Der Gerichtshof hat geprüft, ob die Situation einer Person, die sich nach ihrer Eheschließung einer Geschlechtsumwandlung unterzogen hat, mit der einer verheirateten Person vergleichbar ist, die ihr bei der Geburt eingetragenes Geschlecht beibehalten hat. Diese Vergleichbarkeit sei Voraussetzung für die Feststellung, ob eine Ungleichbehandlung eine unmittelbare Diskriminierung darstelle. Hierzu hat der Gerichtshof festgestellt, dass das gesetzliche System der Ruhestandsrente im Vereinigten Königreich gegen das Risiko des Alters schützen soll, indem es der betreffenden Person unabhängig von ihrem Ehestand einen Anspruch auf eine Ruhestandsrente verleiht, der nach Maßgabe der während ihres Berufslebens eingezahlten Beiträge erworben wird. Der Gerichtshof hat daraus geschlossen, dass die Person, die sich nach ihrer Eheschließung einer Geschlechtsumwandlung unterzogen hat, mit der einer verheirateten Person vergleichbar ist, die ihr bei der Geburt eingetragenes Geschlecht beibehalten hat.

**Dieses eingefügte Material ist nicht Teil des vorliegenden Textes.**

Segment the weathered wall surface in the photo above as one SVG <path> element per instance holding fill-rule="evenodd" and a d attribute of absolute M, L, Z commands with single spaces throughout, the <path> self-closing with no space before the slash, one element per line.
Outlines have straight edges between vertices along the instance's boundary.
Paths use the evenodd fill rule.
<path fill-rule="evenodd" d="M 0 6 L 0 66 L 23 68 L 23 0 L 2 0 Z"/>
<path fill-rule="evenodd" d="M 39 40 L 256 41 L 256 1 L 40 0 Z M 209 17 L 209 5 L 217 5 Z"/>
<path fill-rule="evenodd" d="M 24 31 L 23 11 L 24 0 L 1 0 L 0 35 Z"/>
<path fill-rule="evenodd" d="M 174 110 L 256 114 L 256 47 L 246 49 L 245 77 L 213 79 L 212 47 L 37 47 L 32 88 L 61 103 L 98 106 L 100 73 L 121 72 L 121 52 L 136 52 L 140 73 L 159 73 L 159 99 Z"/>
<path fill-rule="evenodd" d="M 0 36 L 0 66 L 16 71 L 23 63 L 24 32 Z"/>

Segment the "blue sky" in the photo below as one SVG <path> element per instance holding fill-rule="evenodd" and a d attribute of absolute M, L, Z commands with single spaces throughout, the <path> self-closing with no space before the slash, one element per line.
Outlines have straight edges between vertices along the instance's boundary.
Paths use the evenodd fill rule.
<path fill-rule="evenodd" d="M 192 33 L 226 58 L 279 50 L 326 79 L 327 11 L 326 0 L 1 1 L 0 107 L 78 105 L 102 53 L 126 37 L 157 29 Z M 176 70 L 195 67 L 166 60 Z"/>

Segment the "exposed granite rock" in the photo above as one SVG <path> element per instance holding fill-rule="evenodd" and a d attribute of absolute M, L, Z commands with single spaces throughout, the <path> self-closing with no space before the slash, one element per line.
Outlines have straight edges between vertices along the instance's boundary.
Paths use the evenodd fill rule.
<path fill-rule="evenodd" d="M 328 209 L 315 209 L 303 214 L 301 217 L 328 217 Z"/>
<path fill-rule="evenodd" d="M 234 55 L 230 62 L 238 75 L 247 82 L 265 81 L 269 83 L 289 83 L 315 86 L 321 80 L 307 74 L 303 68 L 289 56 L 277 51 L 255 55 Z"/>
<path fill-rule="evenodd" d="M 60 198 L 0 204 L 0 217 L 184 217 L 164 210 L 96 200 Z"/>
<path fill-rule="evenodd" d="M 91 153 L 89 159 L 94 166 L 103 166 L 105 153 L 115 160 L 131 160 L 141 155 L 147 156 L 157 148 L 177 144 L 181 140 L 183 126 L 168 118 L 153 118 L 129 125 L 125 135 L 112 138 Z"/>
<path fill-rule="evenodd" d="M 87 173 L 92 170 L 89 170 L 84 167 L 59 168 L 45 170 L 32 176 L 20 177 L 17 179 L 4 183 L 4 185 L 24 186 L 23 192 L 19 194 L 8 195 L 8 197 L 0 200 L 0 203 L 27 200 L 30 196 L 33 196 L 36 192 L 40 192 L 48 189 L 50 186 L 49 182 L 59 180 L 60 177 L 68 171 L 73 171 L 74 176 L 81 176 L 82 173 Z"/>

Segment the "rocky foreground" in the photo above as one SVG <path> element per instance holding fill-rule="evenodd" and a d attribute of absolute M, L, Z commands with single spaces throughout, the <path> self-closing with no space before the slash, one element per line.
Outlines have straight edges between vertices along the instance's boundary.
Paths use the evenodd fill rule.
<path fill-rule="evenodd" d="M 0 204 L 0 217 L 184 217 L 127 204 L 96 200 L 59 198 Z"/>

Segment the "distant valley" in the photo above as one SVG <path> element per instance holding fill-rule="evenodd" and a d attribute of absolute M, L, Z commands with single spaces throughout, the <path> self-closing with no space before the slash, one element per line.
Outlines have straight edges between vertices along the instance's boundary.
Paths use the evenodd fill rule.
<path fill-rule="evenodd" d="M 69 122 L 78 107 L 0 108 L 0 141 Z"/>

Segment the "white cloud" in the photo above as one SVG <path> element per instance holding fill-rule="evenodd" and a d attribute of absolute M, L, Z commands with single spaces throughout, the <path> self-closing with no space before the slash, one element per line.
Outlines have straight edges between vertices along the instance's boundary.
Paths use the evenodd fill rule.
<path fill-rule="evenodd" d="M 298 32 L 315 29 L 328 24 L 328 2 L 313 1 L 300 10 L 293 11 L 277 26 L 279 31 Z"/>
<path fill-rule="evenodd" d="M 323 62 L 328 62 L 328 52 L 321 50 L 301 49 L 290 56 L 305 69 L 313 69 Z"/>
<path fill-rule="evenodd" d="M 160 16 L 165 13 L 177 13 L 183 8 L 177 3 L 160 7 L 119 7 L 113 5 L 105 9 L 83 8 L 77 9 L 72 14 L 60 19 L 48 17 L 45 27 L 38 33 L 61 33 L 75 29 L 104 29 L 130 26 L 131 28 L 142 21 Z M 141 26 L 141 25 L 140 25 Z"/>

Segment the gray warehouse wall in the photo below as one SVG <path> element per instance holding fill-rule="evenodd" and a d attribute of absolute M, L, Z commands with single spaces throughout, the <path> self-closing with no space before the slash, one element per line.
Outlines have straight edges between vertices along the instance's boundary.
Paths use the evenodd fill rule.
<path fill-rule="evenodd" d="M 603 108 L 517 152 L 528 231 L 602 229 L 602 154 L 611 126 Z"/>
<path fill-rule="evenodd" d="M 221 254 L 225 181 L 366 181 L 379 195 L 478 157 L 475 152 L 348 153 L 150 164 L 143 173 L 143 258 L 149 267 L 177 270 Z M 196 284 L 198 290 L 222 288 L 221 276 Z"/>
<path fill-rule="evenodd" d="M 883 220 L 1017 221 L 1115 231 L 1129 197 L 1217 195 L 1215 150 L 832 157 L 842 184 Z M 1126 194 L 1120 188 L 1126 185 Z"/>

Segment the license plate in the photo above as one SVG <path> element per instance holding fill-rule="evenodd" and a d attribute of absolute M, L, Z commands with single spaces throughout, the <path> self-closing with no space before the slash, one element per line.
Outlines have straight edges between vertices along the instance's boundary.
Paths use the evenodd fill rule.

Britische Regelung stellt eine unmittelbare Diskriminierung aufgrund des Geschlechts dar

Das Ziel der Voraussetzung der Ungültigerklärung der Ehe (das darin bestehe, gleichgeschlechtliche Ehen zu verhindern) habe mit dem System der Ruhestandsrente nichts zu tun. Folglich ändere dieses Ziel nichts daran, dass in Anbetracht des Gegenstands und der Voraussetzungen für die Gewährung der Rente die Situation der beiden genannten Personenkategorien vergleichbar sei. Da die fragliche Ungleichbehandlung unter keine der nach dem Unionsrecht zulässigen Ausnahmen falle, ist der Gerichtshof zu dem Ergebnis gelangt, dass die britische Regelung eine unmittelbare Diskriminierung aufgrund des Geschlechts darstelle und somit nach der Richtlinie verboten sei.

EuGH, Urteil vom 26.06.2018 - C-451/16

Redaktion beck-aktuell, 26. Juni 2018.